Ein 70-jähriger rumänischer Studienbewerber muss für seine Aufnahmeprüfung an der Universität von Suceava nichts zahlen. In der Stadt im Nordosten Rumäniens will er Literatur- und Kommunikationswissenschaften studieren. Um sich die Einschreibegebühr von 50 Lei (12,50 Euro) zu sparen, teilte er mit, dass seine Eltern nicht mehr leben.
Für einen Mann seines Alters ist das nicht weiter ungewöhnlich - trotzdem meldete er seinen Anspruch auf den für Vollwaisen geltenden Gebührenerlass an. Denn die Gebührenregelung der Hochschule kennt der 70-Jährige offenbar haargenau, und darin ist keine Altersgrenze für Waisen genannt.

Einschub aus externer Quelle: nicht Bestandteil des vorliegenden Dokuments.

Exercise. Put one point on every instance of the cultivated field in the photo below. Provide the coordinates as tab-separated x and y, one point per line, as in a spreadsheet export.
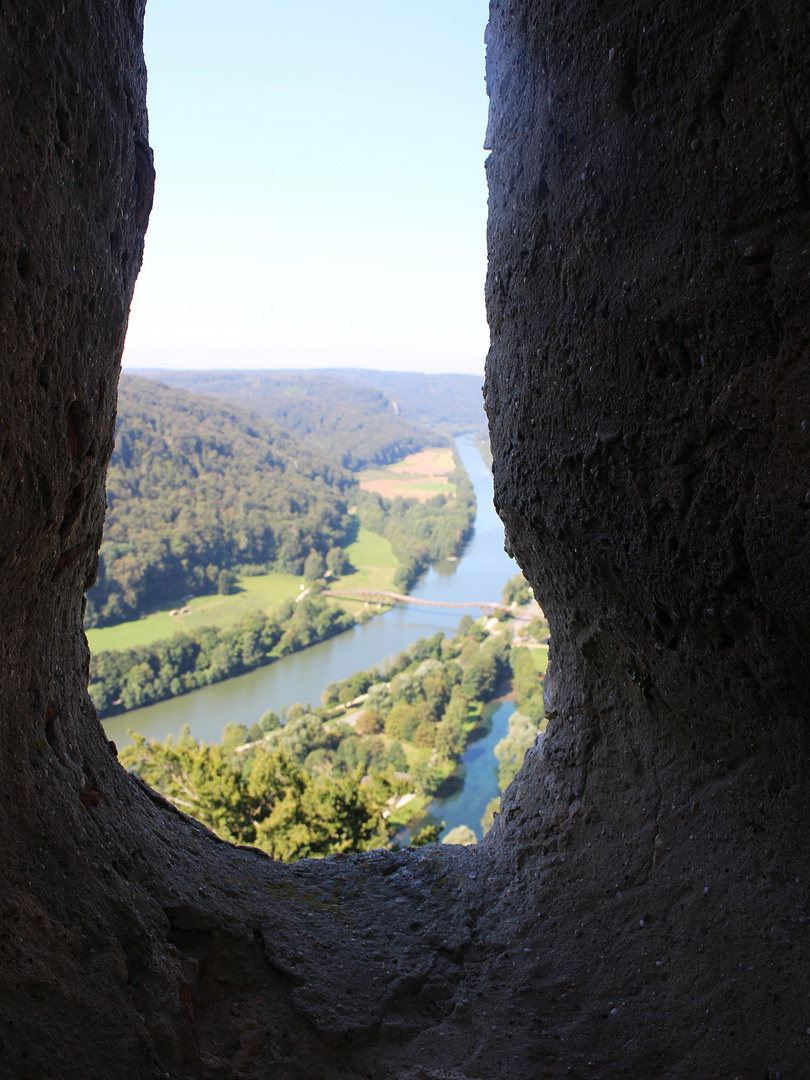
370	554
419	476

"Der Mann hat Recht", sagte dazu Adrian Graur, Rektor der Universität Stefan cel Mare, nach Angaben der rumänischen Nachrichtenagentur Mediafax am Donnerstag. Ab Herbst kann der Spätberufene sich also einschreiben und seinen Bildungshunger stillen. Wenn er bei den Prüfungen genauso clever ist wie im Fach Gebührenkunde, muss er sich um den Studienerfolg sicher keine Sorgen machen.
Die Gebührenbefreiung hat einen ernsten Hintergrund: In Rumänien gibt es deutlich mehr Waisenkinder als in den meisten anderen europäischen Ländern.